Anti-liberal prevention. In modern popular culture, the typical plot of socially antagonistic conflicts has degenerated into a set of completely primitive and predictable cliches, without any meaningful depth, but with a quirky primitive agitational morality. The simple layman sympathizes with the idea that even one person can achieve justice in this world, and even more so because the unity of the oppressed masses is somehow capable of creating a more just society without any problems or contradictions. Rare phantasmagoria about authoritarian-totalitarian society allows itself bold and objective allusions to reality and certainly they do not pretend to bold statements, just the opposite, the central ideas are just as superficial as primitive. It is much easier to exploit primitive ideas of justice, or at least the illusion of an ideal society.
But that's all for the most part. Some units are used to living outside the laws of the mainstream, ready to demonstrate their nonconformist essence on this field. Especially characteristic in this regard are societies at a time of change, when there is a rethinking of old values and an attempt to see beyond the horizon of the future new. In fact, American culture of the late sixties and early seventies is particularly rich in this cultural heritage, when the central theme was the search for individual freedoms and rebellion against the establishment. Basically, several iconic pictures come to mind at once: from my beloved “One Flew Over the Cuckoo’s Nest” and “Easy Rider” to the much less and more dubious “Cold-Blooded Luke” and “The Disappearing Point”. The film that will be discussed below is a worthy representative of its era.
Young radicals and rebels on the one hand, and conservatives and conformists as representatives of the repressive machinery of the state apparatus directed against liberal elements on the other. One layer of conflict is superimposed on the other: it is a conflict of generations as old as the world, and the clash of different opinions and views with the subsequent forcible suppression of undesirables. If we operate for convenience with such a well-worn concept as “system”, then the voice that says things that are undesirable for it must be suppressed in the bud in the form of a typical struggle not with cause, but with effect in the name of preserving its internal order and foundations. And no matter what that voice was talking about, in the end, by manipulating and frankly falsifying facts (as is done now) you can easily form public opinion in your favor. And for those who doubt the prevailing ideological attitudes in society, it is possible to arrange show trials, where those who are guilty only of their disagreement will receive incomparably high terms or a cruel alternative. Here ends the fairy tale of a just and free society and begins a harsh, rejected by all reality - when there is simply no way out.

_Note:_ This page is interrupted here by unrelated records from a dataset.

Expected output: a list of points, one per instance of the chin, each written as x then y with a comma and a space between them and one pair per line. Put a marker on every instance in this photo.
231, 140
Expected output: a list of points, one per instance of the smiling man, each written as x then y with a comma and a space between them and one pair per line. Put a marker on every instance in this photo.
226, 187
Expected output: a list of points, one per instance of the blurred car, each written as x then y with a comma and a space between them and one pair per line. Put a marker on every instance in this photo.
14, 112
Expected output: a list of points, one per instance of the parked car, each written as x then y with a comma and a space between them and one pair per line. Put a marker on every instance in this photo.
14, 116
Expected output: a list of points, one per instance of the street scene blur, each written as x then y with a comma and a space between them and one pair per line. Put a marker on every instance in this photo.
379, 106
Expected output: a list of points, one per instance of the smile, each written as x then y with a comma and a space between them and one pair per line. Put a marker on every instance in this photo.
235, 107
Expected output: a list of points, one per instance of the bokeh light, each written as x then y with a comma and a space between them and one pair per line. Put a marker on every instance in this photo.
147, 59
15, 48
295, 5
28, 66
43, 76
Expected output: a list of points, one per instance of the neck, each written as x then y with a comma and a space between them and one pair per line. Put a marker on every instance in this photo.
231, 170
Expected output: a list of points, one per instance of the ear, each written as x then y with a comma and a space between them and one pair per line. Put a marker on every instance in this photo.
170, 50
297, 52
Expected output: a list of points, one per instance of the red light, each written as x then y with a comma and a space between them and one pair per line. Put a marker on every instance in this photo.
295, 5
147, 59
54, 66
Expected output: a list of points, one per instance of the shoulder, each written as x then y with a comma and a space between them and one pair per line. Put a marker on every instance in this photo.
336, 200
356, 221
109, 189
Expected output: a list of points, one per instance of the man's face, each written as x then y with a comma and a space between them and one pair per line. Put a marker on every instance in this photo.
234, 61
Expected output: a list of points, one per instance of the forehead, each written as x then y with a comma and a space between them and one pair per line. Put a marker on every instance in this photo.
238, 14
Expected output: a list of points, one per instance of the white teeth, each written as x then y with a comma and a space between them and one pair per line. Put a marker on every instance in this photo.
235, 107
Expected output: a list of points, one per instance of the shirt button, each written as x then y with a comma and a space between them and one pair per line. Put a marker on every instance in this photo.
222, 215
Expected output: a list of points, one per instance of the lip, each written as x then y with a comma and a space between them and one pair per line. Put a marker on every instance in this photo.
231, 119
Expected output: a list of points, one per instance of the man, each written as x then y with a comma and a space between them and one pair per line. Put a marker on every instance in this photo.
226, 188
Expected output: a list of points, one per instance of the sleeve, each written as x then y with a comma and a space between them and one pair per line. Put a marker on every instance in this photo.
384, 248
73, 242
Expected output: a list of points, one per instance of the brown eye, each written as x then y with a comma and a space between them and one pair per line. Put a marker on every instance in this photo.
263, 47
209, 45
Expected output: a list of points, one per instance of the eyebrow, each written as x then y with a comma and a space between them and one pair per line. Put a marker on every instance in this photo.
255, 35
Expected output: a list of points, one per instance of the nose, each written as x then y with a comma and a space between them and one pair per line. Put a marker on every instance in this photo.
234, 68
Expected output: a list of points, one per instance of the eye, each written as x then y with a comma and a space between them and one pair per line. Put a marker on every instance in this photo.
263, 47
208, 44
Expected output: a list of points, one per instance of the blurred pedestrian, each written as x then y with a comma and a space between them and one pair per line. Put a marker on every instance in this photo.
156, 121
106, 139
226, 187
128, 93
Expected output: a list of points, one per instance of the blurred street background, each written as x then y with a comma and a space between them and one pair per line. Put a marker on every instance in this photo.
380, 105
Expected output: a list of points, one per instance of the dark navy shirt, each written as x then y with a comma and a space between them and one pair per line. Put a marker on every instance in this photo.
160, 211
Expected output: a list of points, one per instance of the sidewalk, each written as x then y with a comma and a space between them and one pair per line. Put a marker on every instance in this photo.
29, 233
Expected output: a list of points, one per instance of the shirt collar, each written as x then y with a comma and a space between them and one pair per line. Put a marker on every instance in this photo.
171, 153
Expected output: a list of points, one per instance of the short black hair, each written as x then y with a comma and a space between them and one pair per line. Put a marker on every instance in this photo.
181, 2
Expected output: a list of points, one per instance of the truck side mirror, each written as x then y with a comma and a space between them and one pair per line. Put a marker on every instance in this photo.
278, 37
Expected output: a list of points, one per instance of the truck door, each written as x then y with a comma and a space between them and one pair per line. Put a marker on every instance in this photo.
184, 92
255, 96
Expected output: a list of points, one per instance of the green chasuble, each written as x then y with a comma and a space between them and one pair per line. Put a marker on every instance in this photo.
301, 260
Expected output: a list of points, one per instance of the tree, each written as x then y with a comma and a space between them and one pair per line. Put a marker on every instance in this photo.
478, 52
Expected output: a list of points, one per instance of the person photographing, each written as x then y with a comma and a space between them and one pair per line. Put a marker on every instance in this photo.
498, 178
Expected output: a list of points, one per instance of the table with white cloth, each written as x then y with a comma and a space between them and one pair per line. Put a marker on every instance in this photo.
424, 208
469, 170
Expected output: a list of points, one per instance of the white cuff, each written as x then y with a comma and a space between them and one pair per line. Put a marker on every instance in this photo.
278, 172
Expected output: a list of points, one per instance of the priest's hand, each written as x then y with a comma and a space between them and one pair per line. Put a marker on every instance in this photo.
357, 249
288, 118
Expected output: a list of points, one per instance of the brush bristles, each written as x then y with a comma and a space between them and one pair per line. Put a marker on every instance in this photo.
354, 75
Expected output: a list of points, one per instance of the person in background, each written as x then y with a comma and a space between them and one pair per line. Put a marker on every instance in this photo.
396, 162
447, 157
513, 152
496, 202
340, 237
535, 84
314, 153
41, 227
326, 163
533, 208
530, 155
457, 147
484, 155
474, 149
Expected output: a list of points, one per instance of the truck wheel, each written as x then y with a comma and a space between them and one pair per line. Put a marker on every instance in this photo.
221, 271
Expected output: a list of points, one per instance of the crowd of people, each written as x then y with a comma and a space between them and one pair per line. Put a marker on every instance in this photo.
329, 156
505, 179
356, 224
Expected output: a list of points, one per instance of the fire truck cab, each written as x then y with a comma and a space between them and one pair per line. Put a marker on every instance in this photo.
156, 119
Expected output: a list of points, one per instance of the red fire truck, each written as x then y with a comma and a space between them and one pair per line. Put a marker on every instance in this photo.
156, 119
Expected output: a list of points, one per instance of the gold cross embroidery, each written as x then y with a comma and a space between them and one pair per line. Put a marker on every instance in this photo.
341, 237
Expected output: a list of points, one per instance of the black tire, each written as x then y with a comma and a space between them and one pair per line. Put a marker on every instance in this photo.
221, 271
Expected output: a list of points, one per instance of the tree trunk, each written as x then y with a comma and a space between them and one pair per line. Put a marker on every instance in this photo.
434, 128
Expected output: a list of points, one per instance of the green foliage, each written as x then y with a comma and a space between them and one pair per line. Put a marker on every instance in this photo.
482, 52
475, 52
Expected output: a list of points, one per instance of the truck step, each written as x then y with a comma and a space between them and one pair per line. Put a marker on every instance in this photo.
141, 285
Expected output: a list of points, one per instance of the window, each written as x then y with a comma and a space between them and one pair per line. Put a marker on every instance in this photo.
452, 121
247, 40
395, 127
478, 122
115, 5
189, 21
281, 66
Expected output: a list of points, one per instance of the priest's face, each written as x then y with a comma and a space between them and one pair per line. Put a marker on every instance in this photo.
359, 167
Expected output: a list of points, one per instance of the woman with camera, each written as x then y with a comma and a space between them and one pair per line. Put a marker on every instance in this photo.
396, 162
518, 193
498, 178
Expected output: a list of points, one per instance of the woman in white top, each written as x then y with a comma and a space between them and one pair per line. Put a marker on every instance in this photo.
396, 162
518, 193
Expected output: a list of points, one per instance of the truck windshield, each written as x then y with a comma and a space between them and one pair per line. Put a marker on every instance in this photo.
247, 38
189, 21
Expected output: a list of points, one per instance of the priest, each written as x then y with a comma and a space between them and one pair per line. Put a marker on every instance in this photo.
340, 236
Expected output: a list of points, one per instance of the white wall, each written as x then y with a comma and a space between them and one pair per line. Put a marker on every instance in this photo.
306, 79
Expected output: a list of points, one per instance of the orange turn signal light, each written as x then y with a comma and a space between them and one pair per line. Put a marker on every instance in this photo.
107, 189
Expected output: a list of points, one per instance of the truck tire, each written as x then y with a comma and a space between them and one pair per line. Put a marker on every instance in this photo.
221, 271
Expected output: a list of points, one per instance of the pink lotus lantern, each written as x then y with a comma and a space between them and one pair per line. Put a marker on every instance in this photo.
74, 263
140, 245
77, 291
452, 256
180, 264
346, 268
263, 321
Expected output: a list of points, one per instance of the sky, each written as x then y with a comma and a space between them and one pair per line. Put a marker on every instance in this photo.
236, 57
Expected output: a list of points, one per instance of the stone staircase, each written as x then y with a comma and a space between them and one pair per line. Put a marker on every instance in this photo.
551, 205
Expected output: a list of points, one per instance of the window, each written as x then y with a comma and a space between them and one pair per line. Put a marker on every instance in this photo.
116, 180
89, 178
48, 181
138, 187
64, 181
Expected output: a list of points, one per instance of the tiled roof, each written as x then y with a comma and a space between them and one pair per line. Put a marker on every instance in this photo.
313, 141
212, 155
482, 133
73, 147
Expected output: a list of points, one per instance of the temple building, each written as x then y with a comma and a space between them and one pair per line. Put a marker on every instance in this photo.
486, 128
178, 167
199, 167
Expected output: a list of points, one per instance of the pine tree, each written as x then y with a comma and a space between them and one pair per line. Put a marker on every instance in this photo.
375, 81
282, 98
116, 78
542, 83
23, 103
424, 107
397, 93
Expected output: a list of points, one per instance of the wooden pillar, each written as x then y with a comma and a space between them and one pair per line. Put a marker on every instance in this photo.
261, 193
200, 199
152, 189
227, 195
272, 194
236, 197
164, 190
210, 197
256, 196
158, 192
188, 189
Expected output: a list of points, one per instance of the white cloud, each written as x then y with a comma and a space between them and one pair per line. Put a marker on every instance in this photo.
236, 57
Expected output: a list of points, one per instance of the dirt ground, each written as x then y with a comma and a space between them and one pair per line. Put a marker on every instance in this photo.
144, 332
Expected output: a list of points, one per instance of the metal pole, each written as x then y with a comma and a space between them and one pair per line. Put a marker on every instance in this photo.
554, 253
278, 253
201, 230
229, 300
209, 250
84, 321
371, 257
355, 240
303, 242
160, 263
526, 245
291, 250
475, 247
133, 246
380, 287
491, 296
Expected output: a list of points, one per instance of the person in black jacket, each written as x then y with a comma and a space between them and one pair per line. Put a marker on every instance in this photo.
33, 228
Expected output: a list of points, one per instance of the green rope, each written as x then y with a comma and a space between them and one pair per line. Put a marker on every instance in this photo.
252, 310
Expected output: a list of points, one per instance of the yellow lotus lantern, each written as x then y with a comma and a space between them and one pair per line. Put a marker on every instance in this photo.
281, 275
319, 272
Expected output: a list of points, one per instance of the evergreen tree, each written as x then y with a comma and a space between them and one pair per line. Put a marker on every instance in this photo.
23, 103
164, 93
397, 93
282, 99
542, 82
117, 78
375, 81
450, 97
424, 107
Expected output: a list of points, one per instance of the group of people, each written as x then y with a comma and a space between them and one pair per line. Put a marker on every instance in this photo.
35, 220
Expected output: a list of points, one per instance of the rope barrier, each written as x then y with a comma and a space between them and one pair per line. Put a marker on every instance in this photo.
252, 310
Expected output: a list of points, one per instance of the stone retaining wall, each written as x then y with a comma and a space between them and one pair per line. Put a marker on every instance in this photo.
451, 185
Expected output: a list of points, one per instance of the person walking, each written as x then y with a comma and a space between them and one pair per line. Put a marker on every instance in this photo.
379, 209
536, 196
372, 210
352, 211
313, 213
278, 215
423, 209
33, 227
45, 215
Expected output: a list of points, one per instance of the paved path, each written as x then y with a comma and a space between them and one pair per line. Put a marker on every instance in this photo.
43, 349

The trick is that the situation presented in the picture does not seem absurd. Surprisingly, despite the fact that the film is more than forty years old, the parallels with modern Russia line up with frightening accuracy: from show trials to the use of patriotic rhetoric for dubious purposes. Here and now we can see a monstrous cynical struggle against ideological pluralism and individual freedoms for the sake of dubious notions of the public good. Here and now, the ruling elite, with the tacit consent of the masses, is always ready to stage demonstrative persecutions of the conditionally undesirable, calculatingly choosing suitable targets for this - from the opposition to subcultures. On the other hand, what we pay for, we get.